Geldend van 01-01-2020 t/m heden

Intitulé

Subsidieregeling Waardering Vrijwilligerswerk Capelle aan den IJssel 2020

Subsidieregeling Waardering Vrijwilligerswerk Capelle aan den IJssel 2020

Het college van burgemeester en wethouders van de gemeente Capelle aan den IJssel;

gelet op de Algemene subsidieverordening Capelle aan den IJssel 2017 (ASV);

overwegende dat:

- het college op basis van artikel 3 van de ASV bij subsidieregeling vaststelt welke activiteiten i n aanmerking kunnen komen voor subsidie;

- het college op basis van artikel 3 van de ASV bij subsidieregeling tevens kan bepalen welke doelgroepen in aanmerking komen voor subsidie;

- de ASV op het verstrekken van subsidies van toepassing is, voor zover daarvan niet bij subsidieregeling wordt afgeweken;

- de ASV op onderdelen bij subsidieregeling kan worden aangevuld.

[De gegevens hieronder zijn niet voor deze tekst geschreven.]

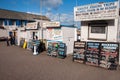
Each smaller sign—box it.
[43,22,60,27]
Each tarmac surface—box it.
[0,42,120,80]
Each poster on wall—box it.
[100,43,119,69]
[58,43,66,58]
[47,28,63,41]
[73,41,86,63]
[86,42,100,66]
[74,1,119,21]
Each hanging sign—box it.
[74,2,119,21]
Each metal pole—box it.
[40,0,43,42]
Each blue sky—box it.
[0,0,116,25]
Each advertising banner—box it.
[74,1,119,21]
[47,28,63,41]
[73,41,86,63]
[100,43,119,69]
[86,42,100,66]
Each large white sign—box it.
[26,22,38,29]
[74,2,119,21]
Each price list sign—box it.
[100,43,119,69]
[73,41,86,63]
[85,42,100,66]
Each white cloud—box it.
[40,0,63,9]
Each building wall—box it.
[62,27,77,54]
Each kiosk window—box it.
[91,26,106,33]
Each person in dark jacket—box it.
[6,37,10,46]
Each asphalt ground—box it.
[0,42,120,80]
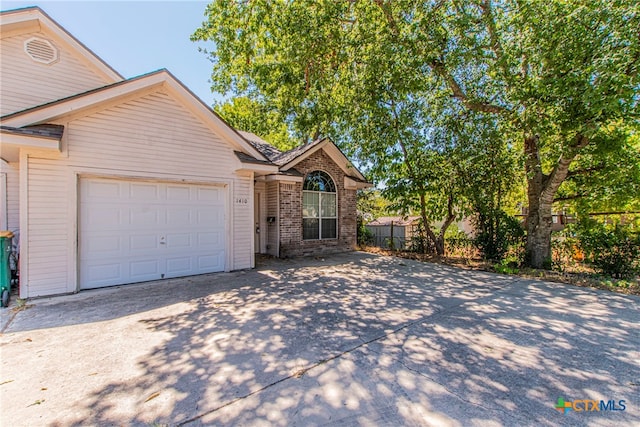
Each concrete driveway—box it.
[0,253,640,426]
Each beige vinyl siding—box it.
[267,182,280,257]
[0,32,110,115]
[28,92,253,296]
[232,177,254,270]
[0,161,20,232]
[21,159,72,297]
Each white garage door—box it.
[78,178,226,289]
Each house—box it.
[0,7,369,298]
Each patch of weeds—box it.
[596,277,640,294]
[11,298,33,313]
[493,258,520,274]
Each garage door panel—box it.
[128,233,160,255]
[167,233,193,250]
[129,183,160,203]
[85,181,122,201]
[83,262,125,289]
[128,205,163,229]
[79,179,226,289]
[197,253,224,271]
[197,187,224,203]
[167,206,193,225]
[86,234,123,256]
[129,259,162,281]
[166,256,193,277]
[82,204,121,229]
[196,208,224,225]
[167,185,193,202]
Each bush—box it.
[576,220,640,279]
[474,211,524,261]
[356,220,373,246]
[444,228,475,258]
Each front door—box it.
[253,191,262,254]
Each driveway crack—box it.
[176,314,433,427]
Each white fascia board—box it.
[280,138,366,181]
[3,73,166,127]
[0,131,61,162]
[236,163,278,174]
[344,176,373,190]
[265,174,304,182]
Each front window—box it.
[302,171,338,240]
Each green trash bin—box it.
[0,231,13,307]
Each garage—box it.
[78,178,227,289]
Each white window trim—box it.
[302,169,340,242]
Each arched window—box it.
[302,171,338,240]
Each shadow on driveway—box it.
[0,253,640,426]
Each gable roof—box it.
[0,124,64,139]
[238,130,282,162]
[238,131,369,184]
[0,69,268,160]
[367,216,420,226]
[0,6,124,82]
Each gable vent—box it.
[24,37,58,64]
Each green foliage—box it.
[192,0,640,263]
[445,228,475,259]
[555,123,640,215]
[356,218,374,246]
[576,220,640,279]
[356,188,392,224]
[474,210,525,262]
[214,97,298,151]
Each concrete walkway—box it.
[0,253,640,426]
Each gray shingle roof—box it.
[238,130,282,162]
[271,138,325,166]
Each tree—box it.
[194,0,640,267]
[213,96,297,151]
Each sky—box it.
[0,0,223,105]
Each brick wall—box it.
[279,150,357,257]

Besluit vast te stellen de Subsidieregeling Waardering Vrijwilligerswerk Capelle aan den IJssel 2020.

Artikel 1. Begripsomschrijvingen

a. Vrijwilligersorganisatie: i. Een bij notariële akte opgerichte rechtspersoon die in de gemeente Capelle aan den IJssel activiteiten uitvoert waarmee een maatschappelijk belang wordt gediend en die voor het uitoefenen van al zijn activiteiten geheel of in grote mate afhankelijk is van vrijwilligers.

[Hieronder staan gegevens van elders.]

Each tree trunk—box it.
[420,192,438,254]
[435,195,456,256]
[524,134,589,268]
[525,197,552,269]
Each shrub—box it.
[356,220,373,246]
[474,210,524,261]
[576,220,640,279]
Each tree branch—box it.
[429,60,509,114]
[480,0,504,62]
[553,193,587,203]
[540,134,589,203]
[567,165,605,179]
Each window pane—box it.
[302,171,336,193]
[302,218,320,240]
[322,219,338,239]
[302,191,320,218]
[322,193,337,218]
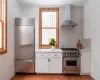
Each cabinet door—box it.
[37,58,48,73]
[81,52,91,75]
[50,58,62,73]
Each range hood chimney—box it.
[61,5,77,27]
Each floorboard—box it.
[11,74,93,80]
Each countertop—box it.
[35,49,62,53]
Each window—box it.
[0,0,7,54]
[39,8,59,48]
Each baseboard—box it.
[90,75,95,80]
[80,73,90,75]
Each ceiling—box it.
[16,0,87,6]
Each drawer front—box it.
[36,53,49,57]
[15,60,35,73]
[51,53,62,57]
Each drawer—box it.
[15,60,35,73]
[50,53,62,57]
[36,53,49,57]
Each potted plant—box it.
[49,38,56,50]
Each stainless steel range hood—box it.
[61,5,77,27]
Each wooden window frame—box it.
[0,0,7,54]
[39,7,59,48]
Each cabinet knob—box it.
[41,55,44,56]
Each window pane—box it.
[42,11,56,27]
[42,29,56,45]
[0,22,2,48]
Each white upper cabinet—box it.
[81,51,91,75]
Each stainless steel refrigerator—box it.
[15,17,35,73]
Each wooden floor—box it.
[11,74,93,80]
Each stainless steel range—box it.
[61,48,81,74]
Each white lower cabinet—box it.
[50,58,62,73]
[81,51,91,75]
[36,53,62,73]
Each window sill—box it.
[0,50,7,54]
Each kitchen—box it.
[0,1,96,79]
[15,1,91,75]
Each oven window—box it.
[66,60,77,66]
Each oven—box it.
[63,57,80,74]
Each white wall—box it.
[21,6,83,49]
[84,2,91,39]
[0,0,18,80]
[86,0,100,80]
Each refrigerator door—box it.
[15,26,35,60]
[15,59,35,73]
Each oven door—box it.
[64,57,80,71]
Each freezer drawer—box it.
[15,60,35,73]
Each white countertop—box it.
[35,49,62,52]
[80,48,91,52]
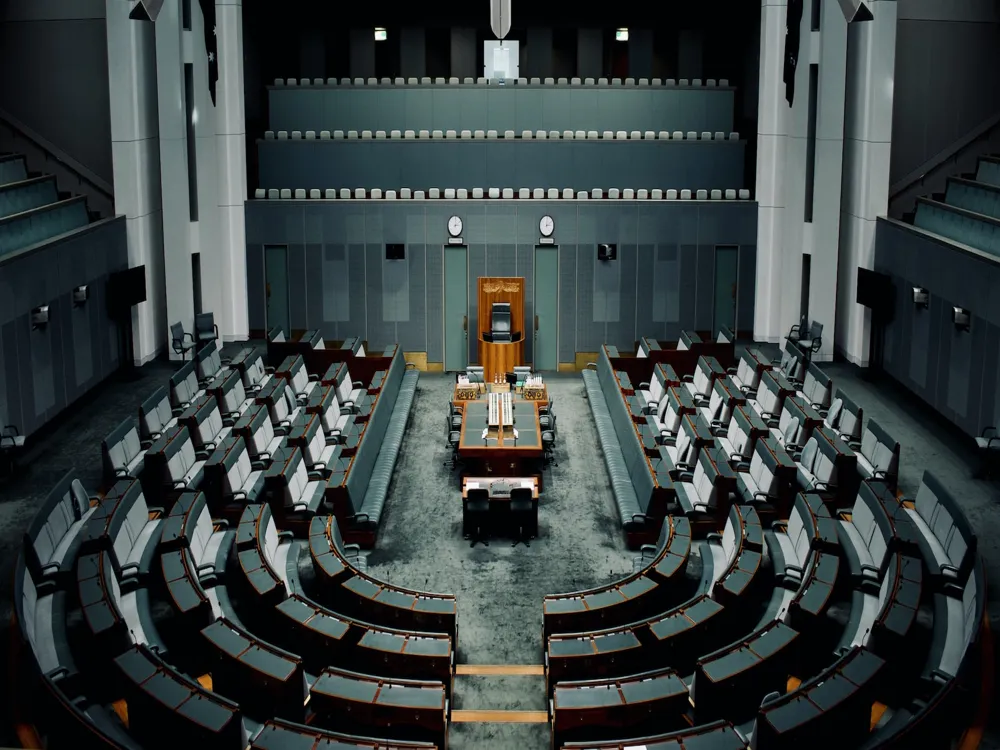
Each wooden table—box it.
[462,477,538,502]
[458,398,544,476]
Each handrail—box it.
[0,108,115,201]
[889,112,1000,203]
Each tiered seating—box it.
[551,669,688,747]
[114,645,246,750]
[309,516,458,638]
[257,135,746,194]
[268,78,735,134]
[23,470,96,590]
[101,419,146,487]
[309,667,449,747]
[253,180,752,202]
[76,479,163,670]
[583,351,673,544]
[856,419,899,488]
[160,492,237,630]
[754,648,885,750]
[0,175,59,219]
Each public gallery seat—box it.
[22,469,96,589]
[139,387,177,446]
[101,419,146,486]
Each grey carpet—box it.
[369,373,631,750]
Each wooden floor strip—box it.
[451,711,549,724]
[455,664,545,675]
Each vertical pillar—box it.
[576,29,604,78]
[154,3,195,359]
[836,0,897,367]
[298,26,326,81]
[451,28,482,80]
[399,28,427,78]
[106,0,167,364]
[350,28,375,79]
[800,3,848,361]
[680,29,704,79]
[756,0,788,343]
[628,29,653,80]
[524,26,553,79]
[215,0,250,341]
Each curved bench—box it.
[114,646,246,750]
[549,669,688,747]
[562,721,747,750]
[309,516,458,638]
[201,618,308,721]
[250,719,437,750]
[309,667,449,748]
[583,370,652,537]
[691,620,799,724]
[272,593,454,695]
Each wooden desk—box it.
[458,399,543,464]
[462,477,538,502]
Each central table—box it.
[458,399,543,464]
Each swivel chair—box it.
[490,302,512,343]
[510,487,538,547]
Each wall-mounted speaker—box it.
[490,0,510,39]
[597,244,618,260]
[128,0,163,21]
[951,307,972,331]
[837,0,874,23]
[31,305,49,330]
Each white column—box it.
[215,0,250,341]
[154,3,195,359]
[836,0,897,367]
[804,3,847,361]
[754,0,788,342]
[106,0,167,364]
[184,1,225,334]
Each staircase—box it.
[0,109,115,221]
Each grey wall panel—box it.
[694,244,715,331]
[736,245,757,331]
[246,200,756,362]
[874,219,1000,435]
[678,243,698,330]
[257,139,745,190]
[0,217,128,435]
[350,28,375,78]
[468,244,489,362]
[268,86,735,135]
[399,27,427,78]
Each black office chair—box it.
[490,302,512,343]
[510,487,538,547]
[542,414,559,466]
[786,317,823,361]
[194,313,219,344]
[448,401,464,430]
[170,323,195,359]
[462,489,490,547]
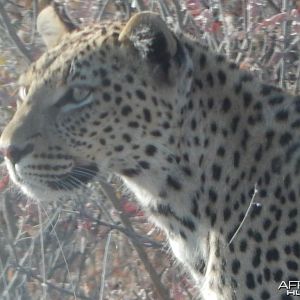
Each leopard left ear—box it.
[119,12,183,80]
[36,0,77,49]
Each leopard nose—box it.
[0,144,33,164]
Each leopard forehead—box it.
[19,23,122,86]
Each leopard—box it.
[0,2,300,300]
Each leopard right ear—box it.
[36,0,77,49]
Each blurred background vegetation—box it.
[0,0,300,300]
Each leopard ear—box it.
[119,12,182,77]
[37,0,77,49]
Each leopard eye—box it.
[19,86,28,101]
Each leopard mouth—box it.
[46,164,99,191]
[6,160,99,194]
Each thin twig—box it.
[228,184,258,246]
[0,4,32,64]
[101,181,171,300]
[99,231,112,300]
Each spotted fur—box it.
[1,9,300,300]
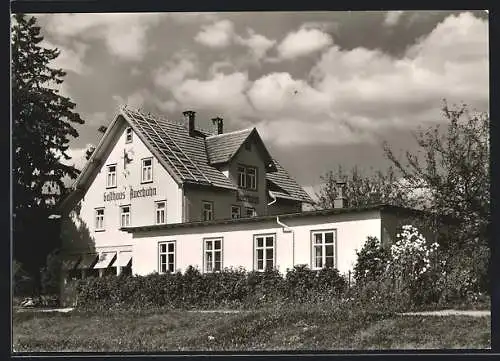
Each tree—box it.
[317,166,411,209]
[11,14,84,294]
[384,102,490,289]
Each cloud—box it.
[311,13,489,129]
[248,72,330,116]
[41,39,90,75]
[153,52,199,90]
[278,28,333,59]
[194,20,234,49]
[172,72,252,117]
[236,29,276,61]
[384,10,404,27]
[111,89,151,108]
[41,13,162,61]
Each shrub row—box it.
[76,266,347,309]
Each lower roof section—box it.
[120,204,426,233]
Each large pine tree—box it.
[11,14,84,292]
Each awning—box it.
[76,253,97,269]
[94,252,116,269]
[118,252,132,267]
[61,254,82,271]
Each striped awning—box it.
[94,252,116,269]
[61,254,82,271]
[76,253,97,269]
[118,252,132,267]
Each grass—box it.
[13,306,491,352]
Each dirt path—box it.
[398,310,491,317]
[15,307,73,313]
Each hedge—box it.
[75,266,347,309]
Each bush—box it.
[354,237,390,284]
[76,267,346,309]
[41,250,61,295]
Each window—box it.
[238,165,257,190]
[120,206,130,227]
[245,207,257,217]
[231,206,241,219]
[156,201,167,224]
[95,208,104,231]
[158,241,175,273]
[254,234,275,271]
[202,202,214,221]
[312,230,336,269]
[205,238,222,272]
[141,158,153,183]
[125,127,133,143]
[247,167,257,189]
[106,164,116,188]
[238,166,247,188]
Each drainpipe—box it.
[267,192,278,206]
[276,216,295,267]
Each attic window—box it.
[125,127,133,143]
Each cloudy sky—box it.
[36,11,489,197]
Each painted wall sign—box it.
[104,187,156,202]
[104,192,125,202]
[130,187,156,199]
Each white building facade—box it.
[60,107,426,280]
[60,107,312,277]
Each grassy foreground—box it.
[13,307,491,352]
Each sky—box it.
[35,11,489,195]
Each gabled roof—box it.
[266,159,314,204]
[205,128,253,164]
[63,106,312,210]
[205,128,276,172]
[122,107,236,189]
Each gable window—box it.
[238,166,247,188]
[231,206,241,219]
[245,207,257,217]
[125,127,133,143]
[247,167,257,189]
[254,234,276,271]
[158,241,175,273]
[156,201,167,224]
[204,238,222,272]
[106,164,116,188]
[95,208,104,231]
[120,206,130,227]
[238,165,257,190]
[202,202,214,221]
[312,230,337,269]
[141,158,153,183]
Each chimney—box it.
[182,110,196,137]
[212,117,224,134]
[333,182,347,208]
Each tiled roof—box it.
[122,107,236,189]
[113,107,312,202]
[205,128,253,164]
[266,159,313,203]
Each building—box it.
[57,107,434,279]
[60,107,312,276]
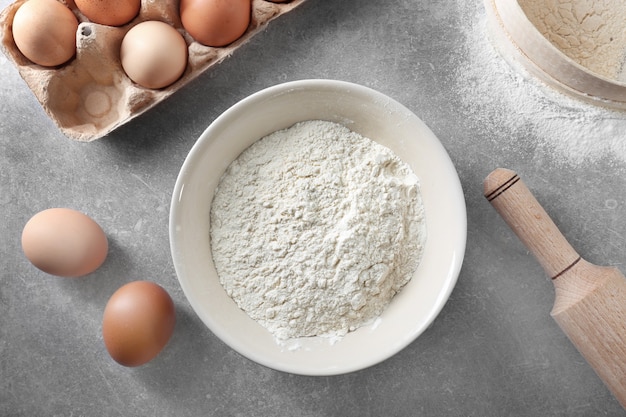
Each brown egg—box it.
[180,0,252,47]
[120,20,187,89]
[102,281,176,366]
[22,207,109,277]
[74,0,141,26]
[13,0,78,67]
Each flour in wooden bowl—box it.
[519,0,626,81]
[210,121,426,339]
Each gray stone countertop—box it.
[0,0,626,417]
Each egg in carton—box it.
[0,0,306,142]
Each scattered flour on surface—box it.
[210,121,426,340]
[519,0,626,80]
[456,2,626,168]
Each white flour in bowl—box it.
[210,121,426,339]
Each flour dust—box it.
[456,2,626,166]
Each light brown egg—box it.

ii. Een groep natuurlijke personen die structureel in georganiseerd verband in de gemeente Capelle aan den IJssel activiteiten uitvoert waarmee een maatschappelijk belang wordt gediend, waarbij de natuurlijke personen zich allen onbetaald en onverplicht inzetten.

b. Vrijwilliger: een persoon die zich in het verband van een vrijwilligersorganisatie op welke manier dan ook onbetaald en onverplicht inzet voor Capelse inwoners of de Capelse samenleving.

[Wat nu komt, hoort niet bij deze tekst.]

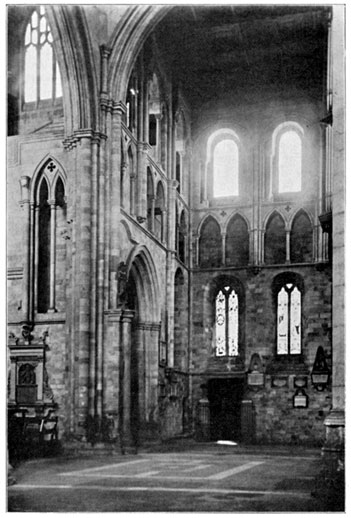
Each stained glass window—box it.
[277,283,301,354]
[24,6,62,103]
[215,286,239,356]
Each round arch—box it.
[127,245,161,322]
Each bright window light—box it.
[213,139,239,198]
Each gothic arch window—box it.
[128,147,136,214]
[126,73,138,132]
[24,5,62,103]
[37,177,51,313]
[225,214,249,266]
[175,110,186,193]
[146,167,155,232]
[213,139,239,198]
[273,273,303,356]
[290,210,313,263]
[33,160,67,313]
[154,182,165,241]
[176,155,182,196]
[149,73,161,152]
[264,212,286,264]
[178,210,187,263]
[206,128,240,199]
[215,285,239,357]
[199,216,222,268]
[174,268,188,370]
[272,121,304,195]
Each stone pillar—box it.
[75,135,92,437]
[323,5,345,466]
[109,103,125,309]
[103,309,123,446]
[166,180,178,367]
[286,230,291,263]
[221,232,226,266]
[135,323,146,426]
[121,309,134,448]
[137,142,148,223]
[48,200,56,313]
[20,176,31,322]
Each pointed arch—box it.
[30,155,67,313]
[45,5,99,136]
[177,209,187,263]
[264,210,286,264]
[127,245,161,322]
[225,213,250,266]
[107,5,172,100]
[31,154,67,203]
[174,268,188,370]
[199,215,222,268]
[154,180,165,241]
[146,167,155,232]
[290,209,313,263]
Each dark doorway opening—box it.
[208,378,244,441]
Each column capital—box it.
[167,178,179,190]
[112,101,127,115]
[121,309,135,322]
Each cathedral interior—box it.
[7,4,345,460]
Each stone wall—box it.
[190,265,331,443]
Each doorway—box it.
[208,378,244,441]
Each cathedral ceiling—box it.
[155,6,328,111]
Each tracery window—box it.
[215,286,239,356]
[213,139,239,198]
[24,5,62,103]
[32,160,67,313]
[277,282,301,355]
[278,130,302,193]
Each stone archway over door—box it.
[208,378,244,441]
[123,250,160,445]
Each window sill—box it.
[266,354,308,374]
[34,311,66,324]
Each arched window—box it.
[278,130,302,193]
[215,286,239,356]
[37,178,51,313]
[290,211,313,263]
[174,268,188,370]
[148,73,161,155]
[274,273,303,356]
[213,139,239,198]
[199,216,222,268]
[176,151,182,192]
[264,212,286,264]
[178,210,187,263]
[33,160,67,313]
[24,5,62,103]
[225,214,249,266]
[128,147,135,215]
[154,182,165,241]
[206,128,242,203]
[146,167,155,232]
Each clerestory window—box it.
[278,130,302,193]
[213,139,239,198]
[24,5,62,103]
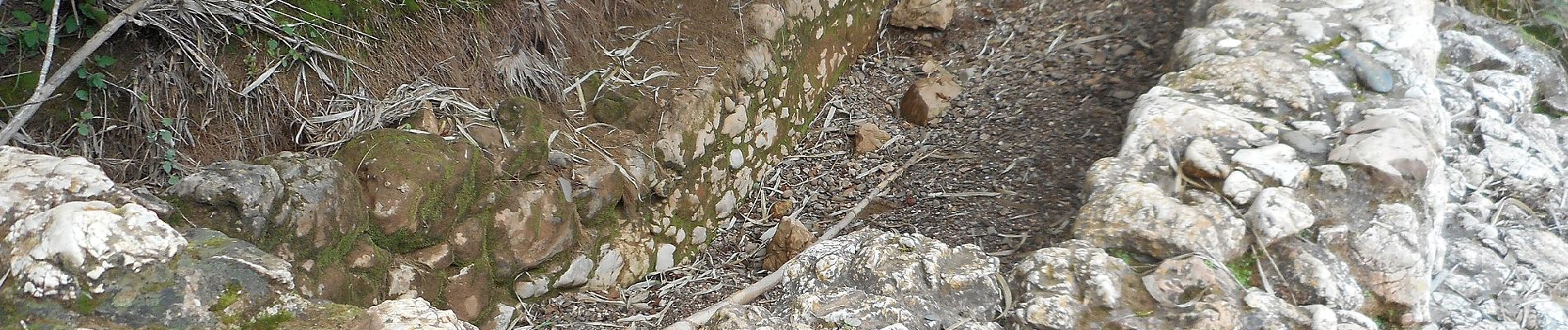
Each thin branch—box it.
[665,133,933,330]
[0,0,150,145]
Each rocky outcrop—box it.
[699,0,1568,328]
[158,0,896,323]
[709,230,1004,328]
[1066,0,1568,328]
[0,147,472,328]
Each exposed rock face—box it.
[762,218,817,271]
[0,147,362,328]
[0,145,185,300]
[157,0,896,323]
[709,230,1002,328]
[1073,183,1247,258]
[1066,0,1568,328]
[354,297,479,330]
[899,73,960,127]
[887,0,958,28]
[1008,241,1155,328]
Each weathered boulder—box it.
[1263,239,1366,309]
[1181,138,1231,178]
[1008,241,1155,328]
[1073,183,1247,260]
[762,218,817,271]
[899,73,960,127]
[353,297,479,330]
[1242,187,1317,244]
[855,122,892,153]
[887,0,958,30]
[707,230,1004,328]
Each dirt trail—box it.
[514,0,1187,328]
[775,0,1184,255]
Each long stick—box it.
[665,145,932,330]
[0,0,150,145]
[33,0,59,91]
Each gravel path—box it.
[526,0,1188,328]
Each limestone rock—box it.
[1220,171,1263,205]
[354,297,479,330]
[762,218,817,271]
[441,266,491,321]
[1244,187,1317,244]
[1319,203,1432,307]
[1073,183,1247,260]
[1328,111,1436,183]
[169,161,284,241]
[1143,255,1242,307]
[855,122,892,153]
[5,200,185,299]
[1231,144,1306,186]
[1334,47,1396,92]
[1181,139,1231,178]
[481,186,580,274]
[1502,230,1568,283]
[1263,239,1364,309]
[711,230,1002,328]
[887,0,958,30]
[899,73,960,127]
[1008,239,1155,328]
[552,257,593,288]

Artikel 2. Toepassingsbereik

Het bepaalde in deze subsidieregeling is alleen van toepassing op de verstrekking van subsidies door het college voor het in artikel 3 bedoelde doel.

 

Artikel 3. Doel

1. Subsidie kan uitsluitend worden verstrekt ten behoeve van het waarderen van het werk van vrijwilligersorganisaties binnen de gemeente.

2. De subsidie dient ten goede te komen aan de vrijwilligers die zijn aangesloten bij de vrijwilligersorganisatie die de subsidie ontvangt.

 

Artikel 4 Subsidieontvanger

Subsidie wordt verstrekt aan vrijwilligersorganisaties, met uitzondering van a

2. Geen subsidie wordt verstrekt aan :

a. Vrijwilligersorganisaties met een politieke, levensbeschouwelijke of beroepsgerichte doelstelling, waarvan de activiteiten zich beperken tot gelijk denkenden of personen die hetzelfde beroep uitoefenen;

b. Vrijwilligersorganisaties met een commerciële doelstelling.

Artikel 5. Hoogte van de subsidie

1. De hoogte van de subsidie bedraagt € 46,- per vrijwilliger. Dit bedrag wordt niet jaarlijks geïndexeerd.

2. Voor een vrijwilligersorganisatie met een recreatief of op ontspanning gericht doel wordt de subsidie verstrekt voor maximaal 10% van het aantal personen dat bij de organisatie is aangesloten.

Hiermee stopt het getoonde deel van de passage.